Diese Einschränkung in der Beweglichkeit der Nerventätigkeit ist für mich heute das größte Manko, welches der DSH dem Malinois gegenüber hat. Der Mali schaltet nervlich hoch und runter so wie er es gerade braucht. Damit rettet er sich auch oft über Situationen hinweg, in denen er meidet. Der DSH bleibt nach dem Meiden oft lange „in einem Loch“, ist nicht frei, der Mali meidet und geht anschließend zur Tagesordnung über.
: Und überhaupt, wieso und wen/was meiden die Hunde? Hat man ihnen das Auslassen mit Gewalt beigebracht aber sie möchten den Ärmel trotzdem? Sind sie in einem Konflikt?
S.o. Sie meiden meistens eine Situation. „Meiden“ bedeutet in diesem Fall „sich nicht wohl fühlen“ (wenn gleich mein Chef reinkommt und ich sitze hier am Computer, dann meide ich auch, obwohl ich erst mal einfach weiterschreibe, vielleicht merkt er ja nix; richtig konzentrieren kann ich mich dabei aber nicht mehr...) „Konflikt“ ist hier schon das richtige Wort, wobei ein Konflikt an und für sich gesehen nix Schlechtes ist; bei der Ausbildung brauchst Du Konflikte, um den Lerneffekt zu steigern, und für die Persönlichkeitsbildung sind Konflikte enorm wichtig. In der Ausbildung provozierst Du ja in allen Bereichen Übersprungshandlungen, damit de rHund lernt, mit Konflikten umzugehen. Schlecht sind nur für den Hund unlösbare Konflikte (die aber leider und oftmals nur am Hundeführer liegen). Der Konflikt „Ablassen, obwohl ich im Ärmel bleiben will“ ist für den Hund ja nicht unlösbar, er lernt, mit seinem Verhalten den Helfer dazu zu bringen, sich wieder zu bewegen (so realisiert das zumindest der Hund). Ein Konflikt ist das schon, aber, wenn der Hund nerventätig entsprechend ausgerütet wurde, ein lösbarer. Ein Hund, der nervlich unbeweglicher ist, tut sich mit so einem Konflikt schon schwerer.

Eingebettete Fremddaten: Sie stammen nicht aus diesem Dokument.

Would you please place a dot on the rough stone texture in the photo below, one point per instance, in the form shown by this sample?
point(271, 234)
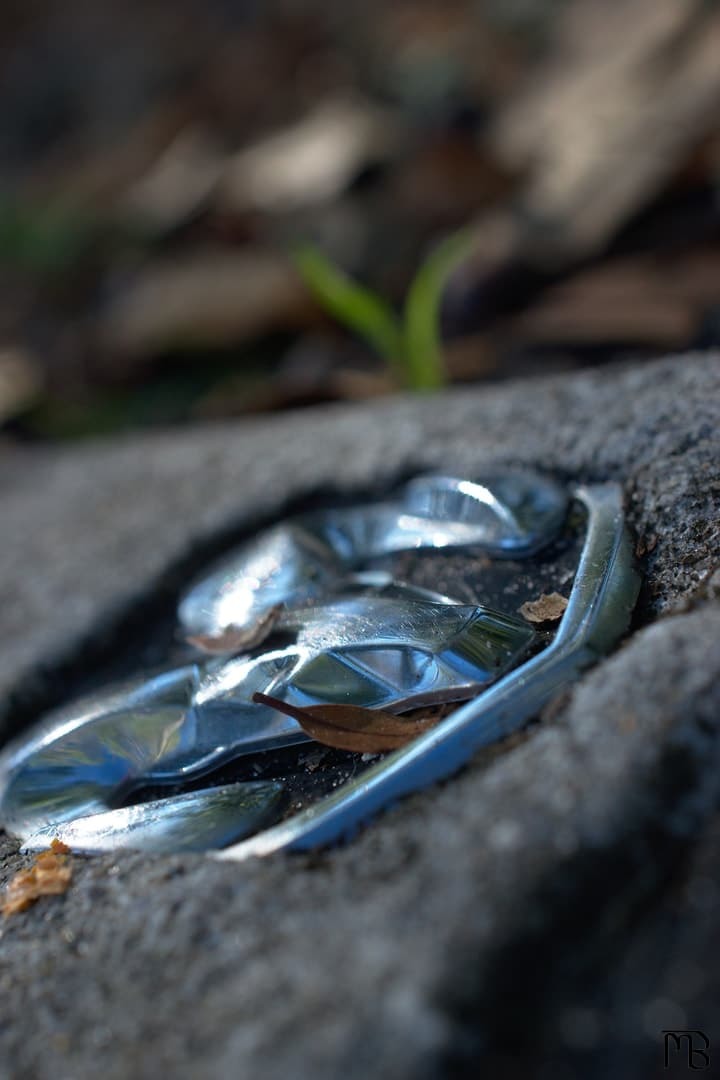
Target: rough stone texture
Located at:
point(546, 913)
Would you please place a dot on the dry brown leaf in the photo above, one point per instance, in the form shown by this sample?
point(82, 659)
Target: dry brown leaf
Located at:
point(238, 638)
point(546, 608)
point(208, 299)
point(352, 727)
point(50, 875)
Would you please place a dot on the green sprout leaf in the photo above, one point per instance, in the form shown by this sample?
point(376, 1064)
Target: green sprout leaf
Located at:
point(412, 346)
point(423, 350)
point(362, 310)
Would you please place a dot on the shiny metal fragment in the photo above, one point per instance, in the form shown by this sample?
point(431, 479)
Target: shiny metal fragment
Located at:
point(195, 821)
point(601, 601)
point(508, 513)
point(386, 652)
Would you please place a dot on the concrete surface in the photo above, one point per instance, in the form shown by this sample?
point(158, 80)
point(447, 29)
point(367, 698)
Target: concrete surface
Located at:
point(546, 913)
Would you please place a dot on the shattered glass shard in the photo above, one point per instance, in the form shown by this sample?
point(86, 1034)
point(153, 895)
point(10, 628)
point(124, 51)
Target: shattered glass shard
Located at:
point(383, 651)
point(194, 821)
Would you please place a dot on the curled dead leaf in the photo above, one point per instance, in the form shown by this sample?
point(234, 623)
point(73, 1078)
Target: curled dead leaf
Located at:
point(546, 608)
point(50, 875)
point(352, 727)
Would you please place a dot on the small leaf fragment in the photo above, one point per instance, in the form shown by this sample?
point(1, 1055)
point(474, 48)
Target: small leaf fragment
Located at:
point(238, 638)
point(50, 875)
point(352, 727)
point(547, 608)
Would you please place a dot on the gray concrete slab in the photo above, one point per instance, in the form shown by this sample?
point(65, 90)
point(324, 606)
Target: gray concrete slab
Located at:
point(502, 920)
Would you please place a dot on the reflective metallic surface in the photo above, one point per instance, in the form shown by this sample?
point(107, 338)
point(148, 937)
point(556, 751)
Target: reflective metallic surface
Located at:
point(197, 821)
point(602, 597)
point(345, 634)
point(508, 513)
point(374, 651)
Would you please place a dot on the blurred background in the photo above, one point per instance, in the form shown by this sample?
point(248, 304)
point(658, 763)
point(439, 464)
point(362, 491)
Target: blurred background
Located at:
point(160, 162)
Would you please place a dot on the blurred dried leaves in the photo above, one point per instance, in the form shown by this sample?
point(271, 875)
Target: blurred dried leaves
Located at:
point(148, 244)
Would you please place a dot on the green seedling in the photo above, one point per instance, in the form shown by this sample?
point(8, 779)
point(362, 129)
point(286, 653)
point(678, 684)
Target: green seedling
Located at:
point(409, 343)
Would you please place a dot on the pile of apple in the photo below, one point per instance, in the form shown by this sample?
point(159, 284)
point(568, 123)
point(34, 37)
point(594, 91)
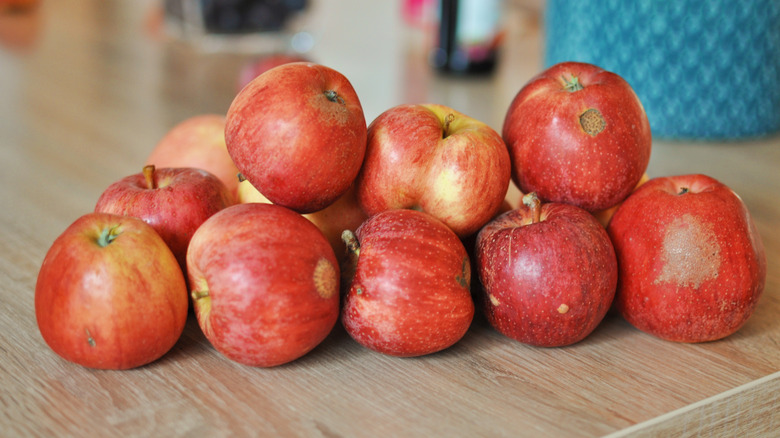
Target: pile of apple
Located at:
point(289, 214)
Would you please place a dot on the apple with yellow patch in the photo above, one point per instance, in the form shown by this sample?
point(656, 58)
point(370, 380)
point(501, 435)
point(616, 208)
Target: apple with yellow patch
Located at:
point(691, 263)
point(437, 160)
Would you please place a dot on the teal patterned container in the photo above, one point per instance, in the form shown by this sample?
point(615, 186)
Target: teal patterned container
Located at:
point(703, 69)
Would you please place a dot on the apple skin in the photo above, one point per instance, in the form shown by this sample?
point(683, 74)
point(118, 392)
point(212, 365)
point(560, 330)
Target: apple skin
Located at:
point(265, 284)
point(258, 66)
point(297, 132)
point(692, 264)
point(343, 214)
point(546, 282)
point(432, 158)
point(409, 290)
point(118, 306)
point(174, 201)
point(590, 164)
point(198, 142)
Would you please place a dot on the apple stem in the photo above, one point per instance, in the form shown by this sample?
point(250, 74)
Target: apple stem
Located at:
point(149, 176)
point(107, 235)
point(531, 200)
point(447, 122)
point(572, 84)
point(334, 97)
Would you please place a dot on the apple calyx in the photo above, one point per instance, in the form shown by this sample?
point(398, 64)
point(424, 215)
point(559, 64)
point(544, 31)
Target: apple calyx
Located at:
point(447, 122)
point(531, 200)
point(107, 235)
point(571, 84)
point(333, 96)
point(149, 176)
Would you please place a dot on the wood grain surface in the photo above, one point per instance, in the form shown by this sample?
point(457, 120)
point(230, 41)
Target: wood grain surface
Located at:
point(87, 96)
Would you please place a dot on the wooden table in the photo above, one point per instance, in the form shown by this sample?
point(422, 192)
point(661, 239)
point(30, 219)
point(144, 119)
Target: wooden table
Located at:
point(87, 89)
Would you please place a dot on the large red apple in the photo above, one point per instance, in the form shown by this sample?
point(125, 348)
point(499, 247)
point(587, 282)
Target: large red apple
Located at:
point(548, 273)
point(435, 159)
point(110, 294)
point(265, 284)
point(174, 201)
point(297, 132)
point(692, 264)
point(578, 134)
point(409, 292)
point(198, 142)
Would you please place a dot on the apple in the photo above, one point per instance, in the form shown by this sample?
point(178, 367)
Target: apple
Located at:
point(408, 292)
point(432, 158)
point(577, 134)
point(297, 132)
point(174, 201)
point(265, 284)
point(258, 66)
point(343, 214)
point(692, 264)
point(198, 142)
point(548, 273)
point(110, 294)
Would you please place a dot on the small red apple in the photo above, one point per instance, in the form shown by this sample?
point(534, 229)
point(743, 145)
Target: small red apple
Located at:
point(198, 142)
point(435, 159)
point(174, 201)
point(297, 132)
point(110, 294)
point(548, 273)
point(409, 292)
point(692, 264)
point(265, 284)
point(578, 134)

Ein vernünftig ausgebildeter Hund bekommt das Ablassen nicht mit Gewalt beigebracht, er meidet weder Helfer noch Hundeführer. Ein sehr gut veranlagter Hund wird mit den Konflikten, die ihm der Schutzdienst bringt, sehr gut fertig werden. Bei allem ist es aber nicht verkehrt, wenn man die Nerventätigkeit und Belastbarkeit der einzelnen Rassen und auch Linien gut kennt. Weniger die Triebveranlagung als die Nerventätigkeit ist es, welche die Rassen so stark unterscheidet.